Showing no economy with description, Cox takes his time arriving at the climax but it was well worth the wait.  The last few pages had me riveted, hand on my chest, holding my breath and at one point shouting 'oh no!' out loud. 

This story very much reminded me of Wilkie Collins, No Name, in which a character goes to any length to recover what is rightfully theirs.  I loved that book and I loved this one every bit as much.  Thankfully, in a state of sadness that I wasn't jetting off to anywhere exciting during a holiday last summer, I purchased both The Meaning of Night and The Glass of Time, its sequel.  Despite the first instalment being 600 pages I'm not the slightest bit hesitant to continue this story in the next fact, I can't wait!


  1. Oh, I do love a book that is just the thing you feel like reading and want nothing more than to be reading it!! Now that the weather is very slowly turning a little cooler, I am contemplating my fall reads and have been thinking of books I want to pick up. I've planned all year to read Wilkie Collins's No Name, but maybe it is time for this one as well? I love the cover of the sequel that you have on your sidebar, too! Happy reading--hope the next is as good as the first was!

  2. I love books that grab you like that!! Enjoy the sequel...

  3. What a wonderfully vivid review! I felt almost as excited and drawn in as you did, just reading it!
    It's good to have a sequel, too, as sometimes you just don't want to leave the characters you've 'lived with' for the duration of a book.

  4. It's a rare pleasure to find a Victorian pastiche that you can compare with the wonderful Mr Collins, isn't it? You are going to love that sequel!

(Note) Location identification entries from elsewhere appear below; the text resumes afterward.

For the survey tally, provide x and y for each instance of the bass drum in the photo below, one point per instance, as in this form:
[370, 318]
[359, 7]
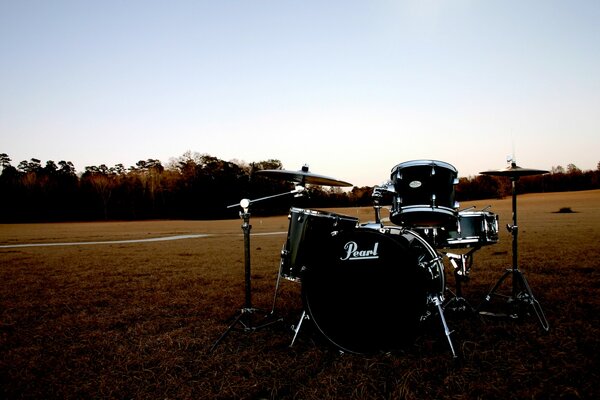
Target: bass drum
[370, 288]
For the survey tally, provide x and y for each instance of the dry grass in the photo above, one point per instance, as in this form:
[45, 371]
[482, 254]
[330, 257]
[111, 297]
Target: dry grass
[136, 320]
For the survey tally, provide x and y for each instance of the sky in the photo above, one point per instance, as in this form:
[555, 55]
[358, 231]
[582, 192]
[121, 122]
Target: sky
[351, 88]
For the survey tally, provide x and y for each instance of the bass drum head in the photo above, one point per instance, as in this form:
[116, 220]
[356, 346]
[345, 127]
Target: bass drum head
[367, 292]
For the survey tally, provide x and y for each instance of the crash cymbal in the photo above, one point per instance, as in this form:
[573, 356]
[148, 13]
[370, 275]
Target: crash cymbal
[514, 171]
[302, 177]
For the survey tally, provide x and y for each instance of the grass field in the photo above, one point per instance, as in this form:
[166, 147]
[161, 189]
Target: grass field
[136, 319]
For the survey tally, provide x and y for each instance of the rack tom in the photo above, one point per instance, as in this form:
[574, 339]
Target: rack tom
[424, 193]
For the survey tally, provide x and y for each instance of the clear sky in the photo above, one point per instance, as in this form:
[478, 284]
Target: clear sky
[350, 87]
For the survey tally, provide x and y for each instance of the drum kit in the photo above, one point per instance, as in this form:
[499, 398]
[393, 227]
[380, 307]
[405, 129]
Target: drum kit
[369, 287]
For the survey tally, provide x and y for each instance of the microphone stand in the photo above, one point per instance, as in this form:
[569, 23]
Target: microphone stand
[244, 315]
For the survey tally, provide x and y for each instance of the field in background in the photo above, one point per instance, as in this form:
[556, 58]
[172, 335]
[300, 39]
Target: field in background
[136, 320]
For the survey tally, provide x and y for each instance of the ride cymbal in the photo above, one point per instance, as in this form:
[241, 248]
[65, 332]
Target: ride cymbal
[514, 171]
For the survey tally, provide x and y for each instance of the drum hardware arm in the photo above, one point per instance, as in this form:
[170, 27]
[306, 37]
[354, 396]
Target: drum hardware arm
[378, 193]
[437, 301]
[462, 265]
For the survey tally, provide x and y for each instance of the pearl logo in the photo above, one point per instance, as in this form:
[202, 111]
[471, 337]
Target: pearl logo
[353, 253]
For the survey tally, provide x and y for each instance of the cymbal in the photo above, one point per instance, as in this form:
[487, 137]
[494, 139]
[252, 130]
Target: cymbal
[514, 171]
[303, 177]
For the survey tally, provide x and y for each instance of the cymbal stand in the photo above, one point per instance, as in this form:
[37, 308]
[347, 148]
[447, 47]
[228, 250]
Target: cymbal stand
[521, 293]
[244, 315]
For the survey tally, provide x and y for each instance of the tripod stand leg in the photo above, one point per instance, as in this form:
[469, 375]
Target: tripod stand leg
[277, 287]
[492, 292]
[297, 328]
[236, 321]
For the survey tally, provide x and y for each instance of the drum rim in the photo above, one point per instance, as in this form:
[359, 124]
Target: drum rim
[424, 163]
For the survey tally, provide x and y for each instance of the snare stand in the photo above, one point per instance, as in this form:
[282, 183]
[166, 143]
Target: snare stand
[244, 315]
[521, 292]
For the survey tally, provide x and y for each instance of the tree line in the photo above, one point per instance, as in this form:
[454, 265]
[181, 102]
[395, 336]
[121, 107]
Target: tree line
[200, 186]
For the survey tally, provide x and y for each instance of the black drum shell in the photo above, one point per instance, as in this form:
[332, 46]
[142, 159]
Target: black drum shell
[307, 229]
[375, 301]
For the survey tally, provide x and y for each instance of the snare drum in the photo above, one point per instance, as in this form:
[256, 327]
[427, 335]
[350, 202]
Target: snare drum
[306, 232]
[474, 229]
[424, 193]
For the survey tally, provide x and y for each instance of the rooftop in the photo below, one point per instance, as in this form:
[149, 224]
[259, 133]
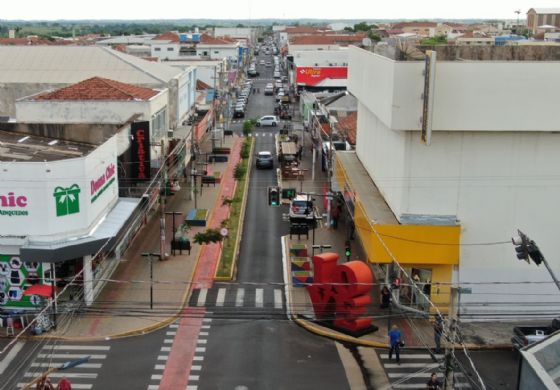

  5. Danielle, You would love No Name! I promptly bought three more titles by Collins after reading it. There is definitely something about the cooler temps arriving which makes me want to read something with characters who wear clothes that swish. These Cox titles should be at your library should you want to have a peek!

    JoAnn, I'm already riveted...hooray! Enjoy your Bleak House, we're hanging out in the same era!

    Penny, So true...I did not want this one to end! Thankfully, I've found happiness again as the sequel is every bit as fun.

    fleurfisher, Thank you so much for being the one who had me go from thinking about reading this book to definitely grabbing it from my shelf! And yes, the follow-up is every bit as wonderful so far...

  6. Oh this sounds fantastic Darlene! I love the sound of anything that would remind me of Wilkie Collins! I'll put this on my amazon wishlist so I remember to get it when I come back from America - I'll be craving Britishness then!

  7. Rachel, My No Name read-along friend! So many books, so little time. You must be so excited for your adventure in the States to be underway!